A agricultura familiar está baseada nos minifúndios; pequenas propriedades em sua maioria, com áreas de algumas dezenas de hectares. Apesar de menores, as propriedades agrícolas familiares são responsáveis por cerca de 40% da produção agrícola do País. Outro aspecto, é que ocupam um importante papel como empregadores de mão-de-obra, mantendo três em cada quatro postos de trabalho na agricultura, devido ao fato de que estas propriedades agrícolas são pouco mecanizadas. No entanto, mesmo com áreas menores e pouco uso de máquinas, as propriedades agrícolas familiares são responsáveis pela produção de aproximadamente 70% dos alimentos consumidos no País. As hortaliças, legumes, verduras e frutas que consumimos diariamente, são em grande parte plantadas e colhidas em pequenas propriedades rurais, administradas por famílias de agricultores, que herdaram a propriedade de seus antepassados.
A agricultura familiar tem um impacto ambiental muito menor do que as grandes fazendas, já que não utiliza imensos volumes de herbicidas e inseticidas. Por praticar frequentemente a rotação de culturas, associada ao uso dos resíduos da criação de animais, o pequeno agricultor ajuda a manter a fertilidade do solo. Assim, não é por acaso que a prática da agricultura orgânica – o plantio sem qualquer tipo de agrotóxico – é muito mais compatível com as pequenas propriedades agrícolas do que com as grandes. Por isso, o estabelecimento de uma política agrícola que incentive uma agricultura ambientalmente mais correta, passa necessariamente pelo apoio à agricultura familiar.
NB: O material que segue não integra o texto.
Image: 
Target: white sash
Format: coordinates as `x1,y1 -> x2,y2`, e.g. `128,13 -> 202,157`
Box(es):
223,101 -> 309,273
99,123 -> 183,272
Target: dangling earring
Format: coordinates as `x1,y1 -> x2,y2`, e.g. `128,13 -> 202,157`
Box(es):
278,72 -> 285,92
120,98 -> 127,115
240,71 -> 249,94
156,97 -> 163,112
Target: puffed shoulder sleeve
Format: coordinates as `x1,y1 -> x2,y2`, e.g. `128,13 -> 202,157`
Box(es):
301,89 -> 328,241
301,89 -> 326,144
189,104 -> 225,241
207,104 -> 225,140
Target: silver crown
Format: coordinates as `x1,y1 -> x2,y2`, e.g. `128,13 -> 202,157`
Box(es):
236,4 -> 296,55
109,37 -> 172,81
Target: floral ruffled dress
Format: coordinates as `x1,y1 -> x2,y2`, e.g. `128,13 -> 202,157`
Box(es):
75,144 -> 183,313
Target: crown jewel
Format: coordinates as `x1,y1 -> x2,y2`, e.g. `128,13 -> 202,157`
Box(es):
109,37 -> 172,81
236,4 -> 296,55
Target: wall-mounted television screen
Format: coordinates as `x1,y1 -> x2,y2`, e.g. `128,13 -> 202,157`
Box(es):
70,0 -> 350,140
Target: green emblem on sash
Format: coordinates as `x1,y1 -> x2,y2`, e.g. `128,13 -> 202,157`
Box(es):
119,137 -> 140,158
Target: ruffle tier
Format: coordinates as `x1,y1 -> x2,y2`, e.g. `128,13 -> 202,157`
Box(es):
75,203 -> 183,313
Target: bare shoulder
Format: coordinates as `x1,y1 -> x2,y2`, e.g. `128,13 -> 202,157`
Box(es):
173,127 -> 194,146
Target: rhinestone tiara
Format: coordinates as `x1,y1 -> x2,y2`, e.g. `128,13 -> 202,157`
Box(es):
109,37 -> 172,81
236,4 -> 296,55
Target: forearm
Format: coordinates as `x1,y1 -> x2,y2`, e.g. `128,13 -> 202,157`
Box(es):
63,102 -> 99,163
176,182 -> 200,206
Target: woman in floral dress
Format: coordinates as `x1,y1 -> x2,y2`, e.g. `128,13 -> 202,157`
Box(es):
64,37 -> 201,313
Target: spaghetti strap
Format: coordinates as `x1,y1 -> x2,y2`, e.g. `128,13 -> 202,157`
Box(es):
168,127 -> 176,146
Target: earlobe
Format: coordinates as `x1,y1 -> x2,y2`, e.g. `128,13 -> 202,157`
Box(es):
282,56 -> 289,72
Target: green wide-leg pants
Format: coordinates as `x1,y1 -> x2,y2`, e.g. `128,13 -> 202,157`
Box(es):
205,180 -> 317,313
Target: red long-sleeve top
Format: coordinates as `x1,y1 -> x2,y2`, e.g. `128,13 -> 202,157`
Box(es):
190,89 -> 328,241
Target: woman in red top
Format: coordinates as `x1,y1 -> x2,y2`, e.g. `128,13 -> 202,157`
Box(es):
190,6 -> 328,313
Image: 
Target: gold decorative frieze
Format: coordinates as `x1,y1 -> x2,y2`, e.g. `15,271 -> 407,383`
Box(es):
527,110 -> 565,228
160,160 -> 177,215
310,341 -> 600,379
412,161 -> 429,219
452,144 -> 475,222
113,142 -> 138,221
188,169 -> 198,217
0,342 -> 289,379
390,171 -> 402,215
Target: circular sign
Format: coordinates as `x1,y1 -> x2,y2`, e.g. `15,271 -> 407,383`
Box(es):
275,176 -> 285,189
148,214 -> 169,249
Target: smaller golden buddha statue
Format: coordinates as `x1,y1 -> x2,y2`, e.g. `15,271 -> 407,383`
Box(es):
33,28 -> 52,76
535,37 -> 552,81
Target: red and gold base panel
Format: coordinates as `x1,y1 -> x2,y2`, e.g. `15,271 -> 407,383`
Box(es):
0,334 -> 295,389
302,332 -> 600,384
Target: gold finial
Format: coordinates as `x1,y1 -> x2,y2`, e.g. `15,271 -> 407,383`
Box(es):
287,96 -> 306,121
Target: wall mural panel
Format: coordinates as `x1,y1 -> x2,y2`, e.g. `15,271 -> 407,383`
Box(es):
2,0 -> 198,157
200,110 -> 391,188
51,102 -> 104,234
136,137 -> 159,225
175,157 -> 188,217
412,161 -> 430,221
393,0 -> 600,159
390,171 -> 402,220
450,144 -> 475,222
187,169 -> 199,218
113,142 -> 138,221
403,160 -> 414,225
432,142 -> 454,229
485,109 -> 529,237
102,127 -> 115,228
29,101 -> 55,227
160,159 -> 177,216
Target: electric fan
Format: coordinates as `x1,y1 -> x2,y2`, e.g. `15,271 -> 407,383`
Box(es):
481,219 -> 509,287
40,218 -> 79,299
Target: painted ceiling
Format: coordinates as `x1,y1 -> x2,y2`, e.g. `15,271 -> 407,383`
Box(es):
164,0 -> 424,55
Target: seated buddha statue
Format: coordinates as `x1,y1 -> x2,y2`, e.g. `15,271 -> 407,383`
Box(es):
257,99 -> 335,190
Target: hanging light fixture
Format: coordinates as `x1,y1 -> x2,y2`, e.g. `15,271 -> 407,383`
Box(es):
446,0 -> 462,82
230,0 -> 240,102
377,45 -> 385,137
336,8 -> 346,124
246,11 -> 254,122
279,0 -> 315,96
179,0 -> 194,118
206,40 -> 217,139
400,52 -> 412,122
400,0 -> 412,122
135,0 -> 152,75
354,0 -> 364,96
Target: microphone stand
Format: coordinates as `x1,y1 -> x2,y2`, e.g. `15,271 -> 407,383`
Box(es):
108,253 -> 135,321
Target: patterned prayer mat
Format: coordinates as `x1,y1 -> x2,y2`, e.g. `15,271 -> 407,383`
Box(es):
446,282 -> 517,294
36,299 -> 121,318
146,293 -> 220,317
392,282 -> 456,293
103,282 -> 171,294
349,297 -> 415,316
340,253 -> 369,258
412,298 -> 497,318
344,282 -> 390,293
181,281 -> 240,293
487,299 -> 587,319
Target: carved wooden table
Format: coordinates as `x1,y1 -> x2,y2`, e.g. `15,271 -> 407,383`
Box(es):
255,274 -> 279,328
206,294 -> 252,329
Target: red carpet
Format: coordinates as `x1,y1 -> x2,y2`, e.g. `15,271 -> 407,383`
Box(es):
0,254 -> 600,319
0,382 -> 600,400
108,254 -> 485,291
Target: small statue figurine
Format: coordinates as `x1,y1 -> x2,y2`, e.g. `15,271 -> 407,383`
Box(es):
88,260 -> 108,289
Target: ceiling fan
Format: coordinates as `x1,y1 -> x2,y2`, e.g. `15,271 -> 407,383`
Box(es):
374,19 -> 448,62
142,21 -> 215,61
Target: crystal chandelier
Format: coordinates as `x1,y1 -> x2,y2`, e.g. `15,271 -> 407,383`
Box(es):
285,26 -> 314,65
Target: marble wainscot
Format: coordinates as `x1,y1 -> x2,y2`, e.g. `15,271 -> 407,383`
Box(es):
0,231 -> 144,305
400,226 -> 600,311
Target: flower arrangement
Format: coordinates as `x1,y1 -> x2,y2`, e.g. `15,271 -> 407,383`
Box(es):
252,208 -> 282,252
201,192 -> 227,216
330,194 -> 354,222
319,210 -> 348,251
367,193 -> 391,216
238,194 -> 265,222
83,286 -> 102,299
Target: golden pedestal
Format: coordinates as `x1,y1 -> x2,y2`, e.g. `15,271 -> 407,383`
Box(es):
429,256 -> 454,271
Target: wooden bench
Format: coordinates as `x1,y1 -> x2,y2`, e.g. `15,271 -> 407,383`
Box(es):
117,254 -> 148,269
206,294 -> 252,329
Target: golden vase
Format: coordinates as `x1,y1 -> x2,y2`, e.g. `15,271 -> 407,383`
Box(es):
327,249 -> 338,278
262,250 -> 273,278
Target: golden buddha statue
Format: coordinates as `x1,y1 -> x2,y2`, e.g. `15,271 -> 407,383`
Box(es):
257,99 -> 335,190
Um incentivo maior à agricultura familiar significa necessariamente um aumento do crédito. O agricultor também deve ter a sua disposição uma estrutura que garanta a venda e preços mínimos para sua produção. Isto porque, a maioria dos pequenos agricultores ainda planta sem saber para quem e por quanto irá vender a colheita, na qual investiu trabalho e capital durante meses. Torna-se então refém de intermediários, que acabam ficando com grande parte do lucro. Em algumas regiões mais afastadas os produtos agrícolas, sem possibilidades de escoamento, são vendidos diretamente às comunidades locais, o que por outro lado também reforça o papel de combate à fome desempenhado pela agricultura familiar.
As grandes propriedades agrícolas, voltadas geralmente à monocultura, têm sua função como fornecedoras da pauta de exportação de produtos agrícolas. A agricultura familiar, no entanto, continua sendo a base de produção de grande parte de nossos alimentos, assegurando a fixação do homem à terra e, quando bem administrada,  contribuindo para a preservação dos recursos naturais.